Sopel: Can we just talk about, because you mentioned a moment ago about that you're in the tail end of your presidency. After the midterm elections, I read every commentator say, "Well, this administration is effectively over now. The president is a dead man walking. And nothing is going to happen until 2016."
The President. Right.
Sopel: Except that you've kind of got this deal, you've got Cuba, diplomatic relations, healthcare reform embedded, major trade deal with Asia. It's not a question of journalist--
The President. Climate change agenda with China.
Sopel: Okay, so it's not -
The President. I've got a pretty long list.
Sopel: Okay, so it's not a question that a journalist often asks, what's gone right?
The President. [laugh] You know the - it's interesting - that one of my - every president, every leader has strengths and weaknesses. One of my strengths is I have a pretty even temperament. I don't get too high when it's high and I don't get too low when it's low. And what I found during the course of the presidency, and I suppose this is true in life, is that investments and work that you make back here sometimes take a little longer than the 24-hour news cycle to bear fruit.
So some of this is just some serendipity and convergence of a lot of things that we had been working on for a very long time coming together. But some of it is I also believe a recognition that the kind of gridlock and obstruction that that Congress and the Republicans in Congress too often have engaged in is something that we just can't afford at a time when the world is moving so fast and there are so many challenges. And the robust exertion of executive authority within the the lawful constraints that we operate under is something that we've been spending a lot of time thinking about.
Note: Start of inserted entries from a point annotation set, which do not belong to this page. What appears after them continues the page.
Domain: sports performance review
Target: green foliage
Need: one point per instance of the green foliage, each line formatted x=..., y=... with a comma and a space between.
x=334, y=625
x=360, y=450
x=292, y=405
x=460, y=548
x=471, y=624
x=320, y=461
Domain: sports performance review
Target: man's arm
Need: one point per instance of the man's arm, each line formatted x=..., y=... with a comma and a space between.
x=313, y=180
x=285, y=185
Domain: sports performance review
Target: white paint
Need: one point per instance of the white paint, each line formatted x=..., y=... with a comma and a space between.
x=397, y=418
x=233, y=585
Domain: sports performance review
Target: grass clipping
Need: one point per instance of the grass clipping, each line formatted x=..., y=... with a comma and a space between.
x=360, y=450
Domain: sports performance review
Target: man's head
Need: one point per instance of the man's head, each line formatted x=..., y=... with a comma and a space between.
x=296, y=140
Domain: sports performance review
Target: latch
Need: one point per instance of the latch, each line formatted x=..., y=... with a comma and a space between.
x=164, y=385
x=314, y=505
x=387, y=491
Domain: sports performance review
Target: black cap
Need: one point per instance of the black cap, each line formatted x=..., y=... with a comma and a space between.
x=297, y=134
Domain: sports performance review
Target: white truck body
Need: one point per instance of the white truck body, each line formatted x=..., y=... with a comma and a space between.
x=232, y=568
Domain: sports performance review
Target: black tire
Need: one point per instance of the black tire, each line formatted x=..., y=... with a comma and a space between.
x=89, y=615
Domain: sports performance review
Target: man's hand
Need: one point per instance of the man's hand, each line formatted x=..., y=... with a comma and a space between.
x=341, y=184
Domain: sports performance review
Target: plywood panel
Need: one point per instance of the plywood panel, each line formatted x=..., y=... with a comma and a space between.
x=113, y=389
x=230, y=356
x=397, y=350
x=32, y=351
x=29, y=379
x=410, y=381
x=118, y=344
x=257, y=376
Sopel: Let me just ask you this - finally, because- I'm sure you would like it to be written that President Obama turned "Yes we can" into -
The President. "Yes we did."
Sopel: "Yes we did."
The President. Yeah.
Sopel: But is there an issue that there are be going to be unfinished business? Perhaps most notably on race and on guns by the time you leave the White House?
The President. There will be. Look there was never a promise that race relations in America would be entirely resolved during my presidency or anybody's presidency. I mean, this has been a running thread - and - and fault line in American life and American politics since its founding.
And so some of the most recent concerns around policing and mass incarcerations are legitimate and deserve intense attention. And I feel that we are moving the ball forward on those issues. What I will say is that - eight years - well, after eight years of my presidency, that children growing up during these eight years will have a different view of race relations in this country and what's possible.
Black children, white children, Latino children. America is becoming more diverse, it's becoming more tolerant as a consequence there's more interactions between groups. There are going be tensions that arise. But if you look at my daughters' generation, they have an attitude about race that's entirely different than even my generation.
And that's all for the good. You mentioned the issue of guns, that is an area where if you ask me where has been the one area where I feel that I've been most frustrated and most stymied it is the fact that the United States of America is the one advanced nation on earth in which we do not have sufficient common-sense, gun-safety laws. Even in the face of repeated mass killings.
And you know, if you look at the number of Americans killed since 9/11 by terrorism, it's less than 100. If you look at the number that have been killed by gun violence, it's in the tens of thousands. And for us not to be able to resolve that issue has been something that is distressing. But it is not something that I intend to stop working on in the remaining 18 months.
Sopel: Mr President, thank you very much.
The President. Thank you so much. I enjoyed it.